European Journal of Clinical Investigation
- Discipline: Biomedicine
- Language: English
- Edited by: Fabrizio Montecucco

Publication details
- Former name: Archiv für klinische Medizin
- History: 1970–present
- Publisher: John Wiley & Sons
- Frequency: Monthly
- Impact factor: 4.686 (2021)

Standard abbreviations
- ISO 4: Eur. J. Clin.

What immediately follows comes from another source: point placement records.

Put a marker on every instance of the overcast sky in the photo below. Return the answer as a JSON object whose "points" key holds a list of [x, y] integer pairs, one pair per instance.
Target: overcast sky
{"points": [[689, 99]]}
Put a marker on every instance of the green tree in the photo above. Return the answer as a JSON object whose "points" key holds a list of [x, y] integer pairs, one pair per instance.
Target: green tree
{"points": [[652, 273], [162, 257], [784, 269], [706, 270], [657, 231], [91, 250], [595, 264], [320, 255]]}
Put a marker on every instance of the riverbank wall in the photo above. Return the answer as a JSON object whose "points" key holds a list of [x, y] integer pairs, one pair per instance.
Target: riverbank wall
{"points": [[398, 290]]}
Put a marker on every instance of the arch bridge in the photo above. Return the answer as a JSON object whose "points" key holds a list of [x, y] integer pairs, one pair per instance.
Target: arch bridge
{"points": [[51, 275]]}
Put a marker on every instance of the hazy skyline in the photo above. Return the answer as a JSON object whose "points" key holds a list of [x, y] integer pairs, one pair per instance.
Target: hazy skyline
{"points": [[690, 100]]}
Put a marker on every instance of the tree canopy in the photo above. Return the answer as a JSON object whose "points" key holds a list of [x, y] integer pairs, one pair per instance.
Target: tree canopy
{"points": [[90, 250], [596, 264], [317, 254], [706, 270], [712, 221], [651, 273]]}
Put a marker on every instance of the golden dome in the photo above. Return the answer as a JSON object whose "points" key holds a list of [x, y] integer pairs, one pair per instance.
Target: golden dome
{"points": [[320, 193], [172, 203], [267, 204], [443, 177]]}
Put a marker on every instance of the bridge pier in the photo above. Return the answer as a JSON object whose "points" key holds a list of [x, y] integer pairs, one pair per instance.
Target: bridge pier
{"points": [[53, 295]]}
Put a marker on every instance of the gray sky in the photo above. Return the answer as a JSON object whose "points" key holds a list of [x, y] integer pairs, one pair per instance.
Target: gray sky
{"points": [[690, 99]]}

Investig.
- NLM: Eur J Clin Invest

Indexing
- CODEN: EJCIB8
- ISSN: 0014-2972 (print) 1365-2362 (web)
- LCCN: 75646840
- OCLC no.: 884607978

Links
- Journal homepage; Online access; Online archive;

= European Journal of Clinical Investigation =

The European Journal of Clinical Investigation is a monthly peer-reviewed medical journal and the official publication of the European Society for Clinical Investigation. The journal covers all aspects of biomedical research, combining clinical and translational research. It was established in 1970 as the continuation of Archiv für Klinische Medizin, and is published by John Wiley & Sons. The editor-in-chief is Prof. Fabrizio Montecucco (University of Genoa). According to the Journal Citation Reports, the journal has a 2024 impact factor of 3.6, ranking Q1 in the category "Medicine, General & Internal" and Q2 in the category "Medicine, Research & Experimental".